Elijah Craig Toasted Rye Whiskey Review
Photos via Heaven Hill
As secondary barrel finishes for American whiskey became commonplace across all the major producers and craft distilleries in recent years, I feel like there has been a push-pull relationship between how “toasted barrel” releases are often marketed, and how they actually present to the drinker. In theory, putting mature whiskey, be it bourbon or rye into a second, newly toasted (and sometimes charred) barrel can result in an enhanced charge of so many of the sweeter and spicier elements that are prized in both styles. In practice, however, I often find that secondary finishes in toasted (and uncharred, in particular) barrels end up extracting more of the character that is not necessarily so desired, particularly in the form of strongly astringent tannins. In this way, many toasted barrel whiskeys of the last five years marketed as being richer, sweeter or more decadent than their original versions actually have read as less sweet, and more tannic, dry or bitter, at least in my opinion. The toasted barrels just seem like they can be a tad … finicky, perhaps.
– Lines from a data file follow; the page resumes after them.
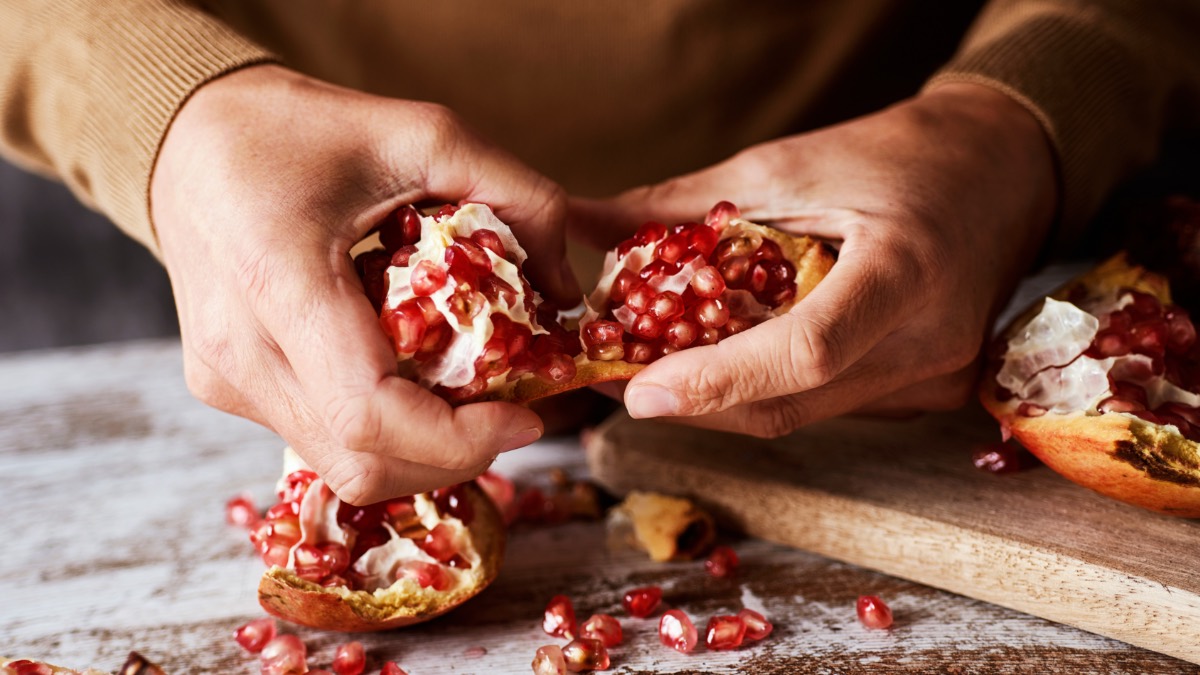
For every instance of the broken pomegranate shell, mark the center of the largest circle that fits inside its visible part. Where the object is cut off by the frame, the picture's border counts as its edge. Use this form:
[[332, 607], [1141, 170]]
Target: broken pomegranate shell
[[1102, 382], [465, 322], [381, 566]]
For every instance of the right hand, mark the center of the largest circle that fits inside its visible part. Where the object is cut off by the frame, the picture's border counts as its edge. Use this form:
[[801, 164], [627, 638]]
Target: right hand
[[264, 181]]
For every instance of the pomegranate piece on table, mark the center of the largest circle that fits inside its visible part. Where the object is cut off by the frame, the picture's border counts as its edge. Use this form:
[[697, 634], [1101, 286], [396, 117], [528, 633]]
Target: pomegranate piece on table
[[466, 323], [1102, 382], [342, 567]]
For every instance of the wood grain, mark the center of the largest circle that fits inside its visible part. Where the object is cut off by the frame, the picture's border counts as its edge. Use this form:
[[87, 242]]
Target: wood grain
[[903, 497], [114, 539]]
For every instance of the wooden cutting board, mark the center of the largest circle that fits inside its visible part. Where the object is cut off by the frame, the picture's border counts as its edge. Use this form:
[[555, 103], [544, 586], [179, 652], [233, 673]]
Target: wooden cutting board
[[904, 497]]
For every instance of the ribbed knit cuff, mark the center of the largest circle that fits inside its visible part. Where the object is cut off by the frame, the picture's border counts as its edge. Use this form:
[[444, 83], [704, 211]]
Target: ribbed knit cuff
[[1084, 87], [145, 61]]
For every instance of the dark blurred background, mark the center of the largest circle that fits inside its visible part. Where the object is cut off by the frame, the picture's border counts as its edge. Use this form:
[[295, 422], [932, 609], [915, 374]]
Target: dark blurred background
[[67, 276]]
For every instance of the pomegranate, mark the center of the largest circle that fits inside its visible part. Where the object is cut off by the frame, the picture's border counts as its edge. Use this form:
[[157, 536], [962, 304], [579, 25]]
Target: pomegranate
[[1102, 382], [874, 613], [342, 567], [465, 322]]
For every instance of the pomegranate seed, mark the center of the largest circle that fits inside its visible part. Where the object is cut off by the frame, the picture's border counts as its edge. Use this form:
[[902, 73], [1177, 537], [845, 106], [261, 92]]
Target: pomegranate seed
[[708, 282], [682, 333], [720, 215], [712, 312], [721, 562], [559, 617], [757, 627], [349, 658], [641, 298], [649, 233], [285, 655], [240, 511], [253, 637], [874, 613], [647, 327], [549, 661], [677, 632], [603, 627], [725, 632], [585, 653], [642, 602], [672, 248], [666, 306]]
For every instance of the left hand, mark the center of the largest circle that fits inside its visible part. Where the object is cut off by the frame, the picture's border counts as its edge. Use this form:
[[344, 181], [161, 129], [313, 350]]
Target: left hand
[[939, 205]]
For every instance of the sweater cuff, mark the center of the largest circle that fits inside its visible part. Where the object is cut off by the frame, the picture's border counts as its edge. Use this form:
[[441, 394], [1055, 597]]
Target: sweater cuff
[[156, 55], [1083, 85]]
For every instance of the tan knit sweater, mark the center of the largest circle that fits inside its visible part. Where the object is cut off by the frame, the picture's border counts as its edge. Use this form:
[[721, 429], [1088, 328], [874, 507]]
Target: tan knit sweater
[[599, 95]]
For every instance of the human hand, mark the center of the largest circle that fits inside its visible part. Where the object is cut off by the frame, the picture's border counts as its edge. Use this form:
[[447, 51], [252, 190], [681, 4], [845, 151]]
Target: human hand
[[939, 204], [264, 183]]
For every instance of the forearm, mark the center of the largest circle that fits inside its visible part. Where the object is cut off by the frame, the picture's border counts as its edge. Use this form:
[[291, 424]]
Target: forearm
[[88, 90]]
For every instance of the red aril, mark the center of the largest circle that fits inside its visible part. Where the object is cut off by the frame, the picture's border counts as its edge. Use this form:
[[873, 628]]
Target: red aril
[[585, 653], [677, 632], [642, 602], [558, 620], [721, 562], [603, 627], [725, 632], [757, 627], [253, 635], [349, 658], [874, 613]]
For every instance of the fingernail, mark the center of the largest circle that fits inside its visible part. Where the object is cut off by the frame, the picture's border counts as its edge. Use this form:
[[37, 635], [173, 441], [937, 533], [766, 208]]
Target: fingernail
[[521, 438], [651, 401]]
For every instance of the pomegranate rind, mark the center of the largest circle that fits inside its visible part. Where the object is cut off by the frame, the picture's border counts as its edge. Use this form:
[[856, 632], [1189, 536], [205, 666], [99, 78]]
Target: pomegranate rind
[[813, 261], [1119, 455], [292, 598]]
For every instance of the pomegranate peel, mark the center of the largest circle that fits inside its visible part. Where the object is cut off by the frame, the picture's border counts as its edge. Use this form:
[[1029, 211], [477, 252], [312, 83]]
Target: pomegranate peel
[[1117, 454], [397, 597]]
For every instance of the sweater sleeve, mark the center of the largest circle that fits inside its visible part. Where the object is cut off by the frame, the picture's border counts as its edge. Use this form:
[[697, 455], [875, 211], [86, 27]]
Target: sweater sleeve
[[88, 90], [1108, 79]]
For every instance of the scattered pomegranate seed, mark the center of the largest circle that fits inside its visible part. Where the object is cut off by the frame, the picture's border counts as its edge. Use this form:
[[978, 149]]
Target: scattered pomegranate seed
[[874, 613], [725, 632], [549, 661], [603, 627], [721, 562], [253, 637], [349, 658], [585, 653], [559, 617], [757, 627], [285, 655], [642, 602], [677, 632]]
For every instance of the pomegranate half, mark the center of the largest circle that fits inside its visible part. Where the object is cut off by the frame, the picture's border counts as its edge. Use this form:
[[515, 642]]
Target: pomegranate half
[[1102, 382], [466, 323], [403, 561]]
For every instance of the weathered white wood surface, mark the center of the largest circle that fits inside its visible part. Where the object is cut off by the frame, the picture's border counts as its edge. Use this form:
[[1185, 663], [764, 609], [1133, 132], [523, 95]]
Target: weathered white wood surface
[[114, 482]]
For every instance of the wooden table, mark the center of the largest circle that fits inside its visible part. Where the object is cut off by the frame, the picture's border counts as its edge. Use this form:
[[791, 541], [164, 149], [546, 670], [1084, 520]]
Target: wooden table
[[114, 539]]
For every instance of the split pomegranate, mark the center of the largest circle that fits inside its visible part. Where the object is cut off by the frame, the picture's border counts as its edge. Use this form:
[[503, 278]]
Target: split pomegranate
[[466, 323], [874, 613], [721, 562], [559, 617], [343, 567], [1102, 382], [603, 627], [549, 661], [725, 632], [585, 653], [677, 632], [642, 602]]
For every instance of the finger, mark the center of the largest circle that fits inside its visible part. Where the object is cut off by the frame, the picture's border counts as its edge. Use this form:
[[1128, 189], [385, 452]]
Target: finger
[[862, 300], [346, 375]]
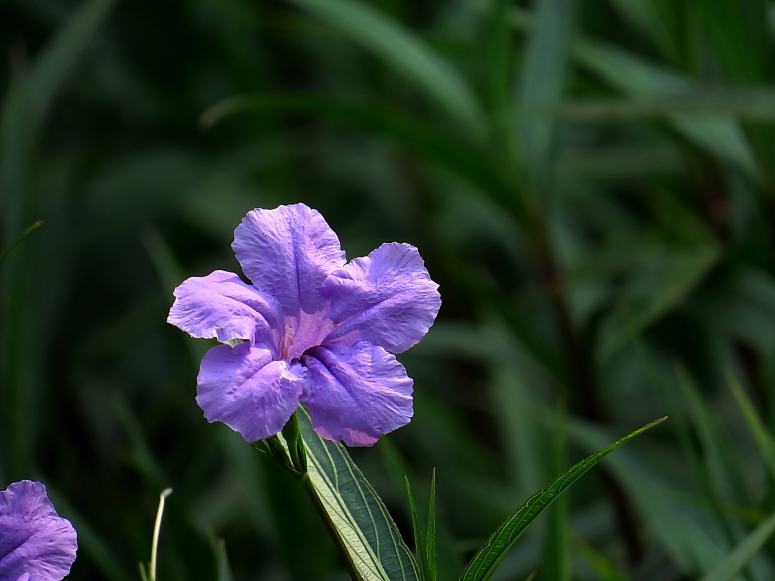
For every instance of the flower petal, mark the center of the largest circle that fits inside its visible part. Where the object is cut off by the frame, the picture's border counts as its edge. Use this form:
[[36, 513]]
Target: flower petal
[[356, 393], [387, 298], [248, 391], [35, 542], [287, 253], [220, 305]]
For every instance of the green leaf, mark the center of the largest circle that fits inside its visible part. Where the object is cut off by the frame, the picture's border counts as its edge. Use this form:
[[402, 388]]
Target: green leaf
[[430, 539], [437, 146], [543, 77], [729, 568], [222, 558], [419, 541], [556, 555], [20, 238], [764, 440], [405, 52], [639, 79], [354, 512], [490, 555]]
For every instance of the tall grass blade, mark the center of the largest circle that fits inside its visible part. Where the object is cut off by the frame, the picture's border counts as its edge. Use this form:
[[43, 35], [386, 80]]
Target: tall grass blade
[[731, 566], [484, 563]]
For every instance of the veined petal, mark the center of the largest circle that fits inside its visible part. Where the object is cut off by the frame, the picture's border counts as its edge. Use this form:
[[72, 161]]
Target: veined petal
[[387, 298], [35, 542], [287, 253], [356, 393], [220, 305], [247, 390]]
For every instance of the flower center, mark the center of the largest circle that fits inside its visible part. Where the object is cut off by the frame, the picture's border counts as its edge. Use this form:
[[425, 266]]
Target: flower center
[[303, 332]]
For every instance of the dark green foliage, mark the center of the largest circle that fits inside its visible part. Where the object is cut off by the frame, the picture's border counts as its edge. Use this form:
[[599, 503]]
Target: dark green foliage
[[591, 183]]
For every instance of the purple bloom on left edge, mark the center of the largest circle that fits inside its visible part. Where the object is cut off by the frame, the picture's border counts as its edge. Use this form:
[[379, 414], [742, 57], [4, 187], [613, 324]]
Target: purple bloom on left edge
[[36, 544], [316, 330]]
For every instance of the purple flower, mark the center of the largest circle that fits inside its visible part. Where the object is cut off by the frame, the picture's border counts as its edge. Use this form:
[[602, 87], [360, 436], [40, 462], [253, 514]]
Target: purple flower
[[36, 544], [315, 329]]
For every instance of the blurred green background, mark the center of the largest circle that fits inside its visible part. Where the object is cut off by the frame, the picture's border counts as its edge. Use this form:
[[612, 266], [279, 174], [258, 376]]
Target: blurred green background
[[591, 183]]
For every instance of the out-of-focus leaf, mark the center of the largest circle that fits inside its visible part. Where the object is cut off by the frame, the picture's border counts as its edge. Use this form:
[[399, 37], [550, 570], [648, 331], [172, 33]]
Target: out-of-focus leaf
[[357, 516], [29, 99], [764, 440], [489, 556], [640, 79], [23, 114], [405, 52], [657, 287], [19, 239], [222, 558], [454, 155], [556, 552], [541, 85], [733, 563], [658, 20], [603, 568], [419, 539], [749, 103]]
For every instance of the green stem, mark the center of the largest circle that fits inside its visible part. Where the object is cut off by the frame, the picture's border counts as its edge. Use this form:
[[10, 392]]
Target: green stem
[[156, 531]]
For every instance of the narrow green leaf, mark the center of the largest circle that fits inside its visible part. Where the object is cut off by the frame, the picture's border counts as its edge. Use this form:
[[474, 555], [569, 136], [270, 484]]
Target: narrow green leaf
[[543, 77], [419, 541], [603, 568], [556, 559], [731, 566], [637, 78], [430, 541], [490, 555], [354, 512], [754, 103], [764, 440], [20, 238], [222, 558], [405, 52], [437, 146]]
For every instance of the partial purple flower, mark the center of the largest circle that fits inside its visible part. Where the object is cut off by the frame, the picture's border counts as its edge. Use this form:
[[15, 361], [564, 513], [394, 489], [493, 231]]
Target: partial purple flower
[[36, 544], [311, 329]]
Heaven Hill has been an industry leader, when it comes to exploiting and marketing American whiskeys with toasted barrel finishes. Their Elijah Craig Toasted Barrel Bourbon was one of the first examples of the style in wide release, but at the time I thought it perhaps didn’t quite live up to its full potential, seemingly drawing more heat and tannin from the secondary finish than would be desired. In the four short years since that release, though, it certainly seems like the art of utilizing toasted barrels has grown more finessed across the industry, with results becoming progressively stronger. With Heaven Hill now returning to the format for its new release of Elijah Craig Toasted Rye Whiskey, I couldn’t help but wonder if this might represent a new era for “toasted” releases.